Saturday, December 8, 2012

Your pronunciation teaching "going downhill?"

Clip art: Clker

Then some advice from a prominent ski instructor, Robert Forster,  may be just what you are looking for: " . . . stretching [is] the single most important thing people can do for body health maintenance . . . connective tissue shortens with time . . .  We stretch to maintain good alignment of the bones." Most pronunciation instructors would agree that stretching out the muscles of the mouth makes sense but what about all the rest of the muscles of the upper body (and even "lower" body)  involved in speech production that need to be re-oriented for doing new sounds? There are quite a few of the roughly 630 in the body as a matter of fact, especially if you take your haptic-integration seriously, that must be engaged. 

If you are not yet a regular stretcher, just to get you ready for the day, begin with a whole body yoga-type routine, like this one from Biosnyc. And from them, to stretch most everything needed for fluent speaking, other than the mouth muscles,  just do the Cobra, Cow and Cat and you'll be ready to haptic. For a good model of the desired outcome of a good vocal tract warm up, watch this with one by opera singer Jayme Alilaw. By the time she is done, not only her vocal track but her psyche is ready as well. 

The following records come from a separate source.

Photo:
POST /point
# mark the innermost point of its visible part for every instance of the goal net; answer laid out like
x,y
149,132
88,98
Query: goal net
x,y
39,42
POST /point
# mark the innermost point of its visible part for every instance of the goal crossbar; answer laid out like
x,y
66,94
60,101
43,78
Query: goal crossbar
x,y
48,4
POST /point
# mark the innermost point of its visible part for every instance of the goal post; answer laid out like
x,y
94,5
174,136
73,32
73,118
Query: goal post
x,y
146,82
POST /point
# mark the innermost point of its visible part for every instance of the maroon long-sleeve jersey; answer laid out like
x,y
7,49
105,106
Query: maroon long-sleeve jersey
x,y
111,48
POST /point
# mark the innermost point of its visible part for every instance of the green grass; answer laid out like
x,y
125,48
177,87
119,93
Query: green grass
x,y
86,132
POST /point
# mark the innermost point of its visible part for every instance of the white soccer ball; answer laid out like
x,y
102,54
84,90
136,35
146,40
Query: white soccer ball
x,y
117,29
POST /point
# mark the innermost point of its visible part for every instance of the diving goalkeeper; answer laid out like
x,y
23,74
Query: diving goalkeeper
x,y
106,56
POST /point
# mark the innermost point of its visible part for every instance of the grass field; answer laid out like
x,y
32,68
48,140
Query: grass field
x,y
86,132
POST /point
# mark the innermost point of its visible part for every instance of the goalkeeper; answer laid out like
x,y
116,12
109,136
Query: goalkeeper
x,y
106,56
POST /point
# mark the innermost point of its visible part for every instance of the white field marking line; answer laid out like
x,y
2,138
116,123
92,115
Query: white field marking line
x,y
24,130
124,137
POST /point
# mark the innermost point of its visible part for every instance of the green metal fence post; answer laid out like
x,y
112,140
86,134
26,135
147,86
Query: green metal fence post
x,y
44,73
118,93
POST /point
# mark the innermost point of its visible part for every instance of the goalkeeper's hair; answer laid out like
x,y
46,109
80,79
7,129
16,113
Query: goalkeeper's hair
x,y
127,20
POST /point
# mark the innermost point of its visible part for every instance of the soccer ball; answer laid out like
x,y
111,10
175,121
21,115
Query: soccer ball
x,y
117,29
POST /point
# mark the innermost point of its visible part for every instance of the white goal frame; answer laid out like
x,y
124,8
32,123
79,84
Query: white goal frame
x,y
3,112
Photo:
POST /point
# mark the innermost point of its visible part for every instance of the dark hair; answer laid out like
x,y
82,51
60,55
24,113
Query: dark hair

Notice Forster's second point about connective tissue "shortenlng with time." The articulatory complex of muscles that produce a sound are no exception, even within a native speaker. To improve public speaking performance, for example, virtually all of the responsible muscles have to be re-activated and stretched beyond their normal speaking range of motion--before they can be retrained. Pronunciation work is no exception. Warm ups can go from me doing the relatively laid back, basic EHIEP warm up to  . . . well. . . .Marsha Chan!